My cheeks burned with shame and my throat was tight but I forced myself to finish before tossing them onto the sink and washing my hands furiously like I could scrub away all the fear. I feel like a fraud that should be put in the dungeon for this. But I need to survive.

I stood by the side of the cramped bathroom leaning against the wall amd pressing my fist to my lips as tears stung my eyes. My heartbeat was pounding so violently it felt like my ribs couldn’t hold it in.

Every second stretched like hours while I watch the tiny digital timers on the sticks glow faintly back at me. I couldn’t even bring myself to look at them. All I could do was breathe in sharp gasps and try not to crumble.

My mind spiraled back to a memory Professor Danvers one of the few who never looked at me like I was trash like I didn’t belong. His voice came to me so clearly echoing in my head the way he always spoke when he caught me in the library long after classes had ended.

“Arielle you’ve got something burning in you. I see it. You want more than just average. You want to be great.” he had said once leaning against my desk while I scribbled notes.

“I want it so badly Professor. I don’t just want to pass exams or scrape by. I want my name to matter. I want people to remember me ans I want to help.” I had smiled shyly clutching my notebook like a shield.

“Good.” he said firmly his silver brows lowering with that serious lool that always made me sit straighter.

“But you have to understand that the world doesn’t hand greatness to you. You have to fight for it. And in our kind especially for women like you, it takes more than intelligence. It takes grit and it takes survival. You’ll need your wolf to rise to her full strength. You’ll need to master your control balance your hormonal surges and make peace with the shifts when they come.”

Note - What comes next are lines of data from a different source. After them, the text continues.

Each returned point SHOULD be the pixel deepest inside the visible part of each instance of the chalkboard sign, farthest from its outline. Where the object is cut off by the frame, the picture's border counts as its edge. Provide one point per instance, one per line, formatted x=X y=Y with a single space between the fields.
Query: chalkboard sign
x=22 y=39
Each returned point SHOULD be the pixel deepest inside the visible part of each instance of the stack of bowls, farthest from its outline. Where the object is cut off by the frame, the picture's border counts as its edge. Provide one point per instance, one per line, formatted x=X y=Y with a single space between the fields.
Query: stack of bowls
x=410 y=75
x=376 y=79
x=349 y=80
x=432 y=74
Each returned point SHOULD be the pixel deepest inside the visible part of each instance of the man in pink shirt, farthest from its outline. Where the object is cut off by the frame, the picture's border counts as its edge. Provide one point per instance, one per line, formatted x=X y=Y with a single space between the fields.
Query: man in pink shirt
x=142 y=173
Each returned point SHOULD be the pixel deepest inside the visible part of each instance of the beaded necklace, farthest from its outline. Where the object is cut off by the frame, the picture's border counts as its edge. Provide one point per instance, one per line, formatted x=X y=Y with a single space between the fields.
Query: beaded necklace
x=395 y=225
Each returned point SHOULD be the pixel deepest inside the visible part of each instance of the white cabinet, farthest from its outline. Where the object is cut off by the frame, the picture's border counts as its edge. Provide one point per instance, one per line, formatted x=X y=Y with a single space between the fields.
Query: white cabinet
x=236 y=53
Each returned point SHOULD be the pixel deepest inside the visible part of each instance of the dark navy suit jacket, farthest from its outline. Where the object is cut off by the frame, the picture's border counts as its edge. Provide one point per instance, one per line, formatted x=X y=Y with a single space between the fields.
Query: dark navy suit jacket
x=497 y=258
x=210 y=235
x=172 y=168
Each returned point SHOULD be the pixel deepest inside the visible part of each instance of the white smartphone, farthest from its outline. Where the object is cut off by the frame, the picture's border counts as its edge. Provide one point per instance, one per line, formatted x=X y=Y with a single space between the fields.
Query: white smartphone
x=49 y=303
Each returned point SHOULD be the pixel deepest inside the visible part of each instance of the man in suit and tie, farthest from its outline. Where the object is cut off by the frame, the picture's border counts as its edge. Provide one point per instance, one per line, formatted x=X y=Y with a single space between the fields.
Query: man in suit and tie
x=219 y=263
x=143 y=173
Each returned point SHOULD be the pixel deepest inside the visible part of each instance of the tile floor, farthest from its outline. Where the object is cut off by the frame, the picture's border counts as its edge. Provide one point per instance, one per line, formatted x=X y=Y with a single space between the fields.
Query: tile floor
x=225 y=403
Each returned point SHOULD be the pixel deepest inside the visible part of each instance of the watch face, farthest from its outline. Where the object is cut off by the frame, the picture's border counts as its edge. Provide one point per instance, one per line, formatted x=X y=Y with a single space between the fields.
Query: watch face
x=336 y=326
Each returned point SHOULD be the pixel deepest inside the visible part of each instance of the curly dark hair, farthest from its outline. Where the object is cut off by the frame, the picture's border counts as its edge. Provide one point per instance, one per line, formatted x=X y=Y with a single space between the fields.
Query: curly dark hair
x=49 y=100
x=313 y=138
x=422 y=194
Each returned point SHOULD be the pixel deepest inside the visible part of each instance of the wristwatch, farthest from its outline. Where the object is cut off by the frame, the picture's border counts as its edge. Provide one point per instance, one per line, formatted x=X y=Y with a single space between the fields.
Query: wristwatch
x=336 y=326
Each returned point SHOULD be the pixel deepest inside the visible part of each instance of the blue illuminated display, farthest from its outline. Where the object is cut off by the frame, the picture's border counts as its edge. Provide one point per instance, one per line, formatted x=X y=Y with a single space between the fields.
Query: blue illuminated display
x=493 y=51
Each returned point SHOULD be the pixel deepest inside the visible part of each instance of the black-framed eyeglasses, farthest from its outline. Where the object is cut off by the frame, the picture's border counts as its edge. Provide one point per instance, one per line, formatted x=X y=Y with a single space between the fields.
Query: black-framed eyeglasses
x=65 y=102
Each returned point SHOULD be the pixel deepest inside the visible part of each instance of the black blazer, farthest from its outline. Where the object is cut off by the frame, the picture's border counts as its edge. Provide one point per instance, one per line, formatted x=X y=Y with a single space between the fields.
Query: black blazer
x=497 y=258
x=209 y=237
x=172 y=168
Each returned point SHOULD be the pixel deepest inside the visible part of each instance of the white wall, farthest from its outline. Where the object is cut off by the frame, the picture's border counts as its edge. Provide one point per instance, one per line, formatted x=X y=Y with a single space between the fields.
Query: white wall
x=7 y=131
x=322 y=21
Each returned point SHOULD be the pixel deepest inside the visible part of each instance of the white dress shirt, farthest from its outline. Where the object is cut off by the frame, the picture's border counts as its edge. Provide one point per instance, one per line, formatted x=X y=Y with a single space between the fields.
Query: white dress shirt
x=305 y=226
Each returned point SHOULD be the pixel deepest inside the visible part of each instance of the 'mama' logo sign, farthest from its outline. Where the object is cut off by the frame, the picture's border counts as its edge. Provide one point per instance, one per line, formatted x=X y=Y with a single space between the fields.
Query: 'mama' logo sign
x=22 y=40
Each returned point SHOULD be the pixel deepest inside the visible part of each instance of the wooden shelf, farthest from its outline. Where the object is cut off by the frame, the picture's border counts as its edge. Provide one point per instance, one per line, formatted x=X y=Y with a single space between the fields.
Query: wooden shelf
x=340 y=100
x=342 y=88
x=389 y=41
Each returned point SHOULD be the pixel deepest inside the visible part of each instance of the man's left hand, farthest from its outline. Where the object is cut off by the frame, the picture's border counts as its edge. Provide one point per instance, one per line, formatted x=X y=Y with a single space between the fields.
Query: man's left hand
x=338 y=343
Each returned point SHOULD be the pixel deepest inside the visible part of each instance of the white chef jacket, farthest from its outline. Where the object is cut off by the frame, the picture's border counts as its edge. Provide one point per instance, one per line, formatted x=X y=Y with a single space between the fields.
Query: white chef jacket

“I can do it.” I whispered back to him that day clinging to the certainty in my own voice even if it wasn’t backed by anything solid.

“You remind me of someone I once knew. Just promise me you’ll never let anyone crush that fire. One day Arielle, if you’re still standing when the rest have been broken you will be more than they ever expected.” He chuckled then but not unkindly.

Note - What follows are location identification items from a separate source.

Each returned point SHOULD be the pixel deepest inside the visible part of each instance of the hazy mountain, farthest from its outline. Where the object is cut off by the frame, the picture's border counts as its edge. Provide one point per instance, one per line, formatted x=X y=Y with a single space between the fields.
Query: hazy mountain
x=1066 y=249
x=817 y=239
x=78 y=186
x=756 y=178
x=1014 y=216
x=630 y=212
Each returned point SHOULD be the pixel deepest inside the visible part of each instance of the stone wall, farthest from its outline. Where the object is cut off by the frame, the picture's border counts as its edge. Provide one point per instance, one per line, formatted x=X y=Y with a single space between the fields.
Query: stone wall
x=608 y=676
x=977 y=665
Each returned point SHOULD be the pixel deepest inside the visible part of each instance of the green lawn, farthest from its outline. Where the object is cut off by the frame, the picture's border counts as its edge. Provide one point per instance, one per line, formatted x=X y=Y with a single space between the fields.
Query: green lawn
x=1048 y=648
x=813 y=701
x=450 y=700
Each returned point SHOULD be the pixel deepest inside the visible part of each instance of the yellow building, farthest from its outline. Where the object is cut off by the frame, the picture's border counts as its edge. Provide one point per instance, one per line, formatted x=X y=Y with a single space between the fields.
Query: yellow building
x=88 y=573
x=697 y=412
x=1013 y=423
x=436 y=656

Even now the memory made my throat ache because I wanted so badly to believe him. I wanted to see myself as that person he painted. Someone worth fighting for and worth remembering.

But standing here my whole future tied to three flimsy tests on a sink I didn’t feel great. I felt small and desperate and so afraid.

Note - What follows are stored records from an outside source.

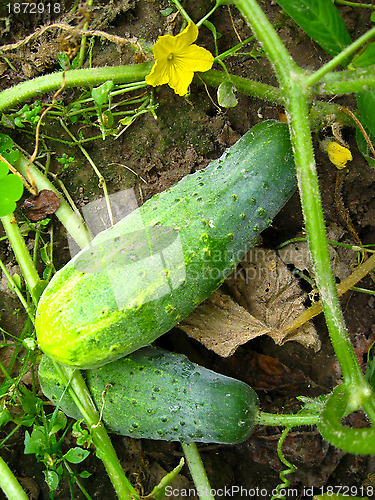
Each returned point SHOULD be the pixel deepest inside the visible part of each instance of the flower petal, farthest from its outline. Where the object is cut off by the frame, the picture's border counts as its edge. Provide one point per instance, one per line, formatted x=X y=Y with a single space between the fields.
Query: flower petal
x=195 y=58
x=163 y=47
x=185 y=38
x=180 y=79
x=159 y=74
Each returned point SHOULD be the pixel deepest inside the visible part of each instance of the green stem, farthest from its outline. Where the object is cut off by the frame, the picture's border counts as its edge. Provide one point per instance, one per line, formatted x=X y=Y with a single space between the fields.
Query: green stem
x=197 y=471
x=297 y=94
x=9 y=484
x=74 y=78
x=292 y=419
x=71 y=220
x=340 y=58
x=100 y=437
x=182 y=11
x=22 y=254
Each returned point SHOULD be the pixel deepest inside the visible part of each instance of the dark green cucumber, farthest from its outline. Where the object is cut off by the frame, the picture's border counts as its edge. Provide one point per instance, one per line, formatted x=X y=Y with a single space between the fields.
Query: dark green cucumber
x=138 y=279
x=156 y=394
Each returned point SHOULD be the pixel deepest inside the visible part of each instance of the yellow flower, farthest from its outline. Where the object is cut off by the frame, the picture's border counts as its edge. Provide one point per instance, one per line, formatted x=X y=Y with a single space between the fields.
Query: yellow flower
x=339 y=155
x=177 y=59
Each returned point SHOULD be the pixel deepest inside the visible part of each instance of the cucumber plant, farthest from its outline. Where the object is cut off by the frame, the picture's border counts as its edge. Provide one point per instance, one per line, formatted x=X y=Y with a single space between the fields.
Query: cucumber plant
x=298 y=90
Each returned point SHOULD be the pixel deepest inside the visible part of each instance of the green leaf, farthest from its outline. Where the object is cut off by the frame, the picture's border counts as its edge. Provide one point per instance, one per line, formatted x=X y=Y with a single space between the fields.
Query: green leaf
x=321 y=20
x=366 y=108
x=225 y=95
x=158 y=493
x=11 y=187
x=76 y=455
x=8 y=149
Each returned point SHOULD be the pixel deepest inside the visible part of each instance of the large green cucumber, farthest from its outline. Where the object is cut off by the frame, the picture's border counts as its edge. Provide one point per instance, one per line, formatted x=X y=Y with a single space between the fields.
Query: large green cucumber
x=156 y=394
x=138 y=279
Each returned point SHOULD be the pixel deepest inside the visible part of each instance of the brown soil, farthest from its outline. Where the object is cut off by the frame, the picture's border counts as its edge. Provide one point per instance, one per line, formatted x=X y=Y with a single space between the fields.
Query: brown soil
x=187 y=134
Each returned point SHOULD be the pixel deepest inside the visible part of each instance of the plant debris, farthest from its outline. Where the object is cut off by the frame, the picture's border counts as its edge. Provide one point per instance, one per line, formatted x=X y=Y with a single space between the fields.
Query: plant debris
x=36 y=208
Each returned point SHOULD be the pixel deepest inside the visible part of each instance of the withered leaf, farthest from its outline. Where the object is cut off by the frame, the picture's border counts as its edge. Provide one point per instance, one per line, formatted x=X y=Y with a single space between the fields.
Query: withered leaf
x=37 y=208
x=268 y=298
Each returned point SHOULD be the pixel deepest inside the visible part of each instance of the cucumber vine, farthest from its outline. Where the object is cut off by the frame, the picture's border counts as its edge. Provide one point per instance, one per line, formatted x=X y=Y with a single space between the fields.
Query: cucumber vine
x=298 y=92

I pressed my forehead against the cold bathroom wall and whispered to myself like a prayer.

“Please… let me be pregnant. Please.”

Because if I wasn’t I was done for. If I wasn’t there was no reason for Kael to even glance at me again. No reason for the pack to see me as anything but trash. My stomach twisted not just with nerves but with the ache of hunger.

Ihad skipped dinner because I couldn’t afford it. The irony almost made me laugh. I don’t want to finish everything in Kurt’s house either.

Seconds dragged by and the room felt smaller even the air was heavier. My ears rang with the sound of my own pulse louder than anything.

Finally I opened my eyes and forced myself to look across the sink where the tests lay. My knees almost buckled from the weight of it. The results were there now waiting to change everything.

But I didn’t move closer. I stood there staring across the tiny bathroom my chest rising and falling as if I had run miles. I didn’t reach for them yet. My fate was on those sticks. My future with my dream of belonging along with the dream of greatness.

And I couldn’t bring myself to know yet.